Figure 6. — The co-expression of PACAP and neurons in the TG after repeated IS administration. (a) Immunofluorescence staining of PACAP and neurons in the TG. (b) The number of positive cells co-expressing PACAP and neurons in TG increased initially and then decreased with increasing days of IS administration. Data are presented as the mean ± SD, n = 8.

Figure 7. — The co-expression of PACAP and CGRP in the TG after repeated IS administration. (a) Immunofluorescence staining of PACAP and CGRP in the TG. (b) The co-expression between PACAP and CGRP in TG gradually decreased after repeated IS administration. Data are presented as the mean ± SD, n = 8. Compared with the IS-7 group: ^##P < 0.01; ^###P < 0.001.

Figure 8. — The co-expression of PACAP and PAC1 in the TG after repeated IS administration. (a) Immunofluorescence staining of PACAP and PAC1 in the TG. (b) The co-expression of PACAP and PAC1 receptor decreased gradually with increased of stimulus time.
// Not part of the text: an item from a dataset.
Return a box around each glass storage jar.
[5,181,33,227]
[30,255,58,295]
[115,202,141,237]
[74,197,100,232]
Data are presented as the mean ± SD, n = 8.

Discussion

This study successfully established a chemical simulation model using IS administration to dural surrounding superior sagittal sinus, which reliably mimics chronic migraine presentation confirmed by these behavioral data. Similar to unilateral headache in migraineurs, it was found that ipsilateral facial grooming time significantly increased in IS-21 group. This spontaneous behavior is characterized by a more intense facial grooming performed with hindpaw, ipsilateral to the place of cannula implantation and IS infusion. Similarly, a study showed that the ophthalmic branch of the trigeminal nerve sensitization leads to ipsilateral hindpaw facial grooming.²⁸ In addition, previous study also verified that the time of spontaneous resting behavior increased in IS group while it decreased in the exploration behavior.²⁷ These observations could correlate to the clinical symptoms during the migraine attack. This model conforms to the ethical standards of experimental animals and was suitable for establishing a chronic migraine model more than one week.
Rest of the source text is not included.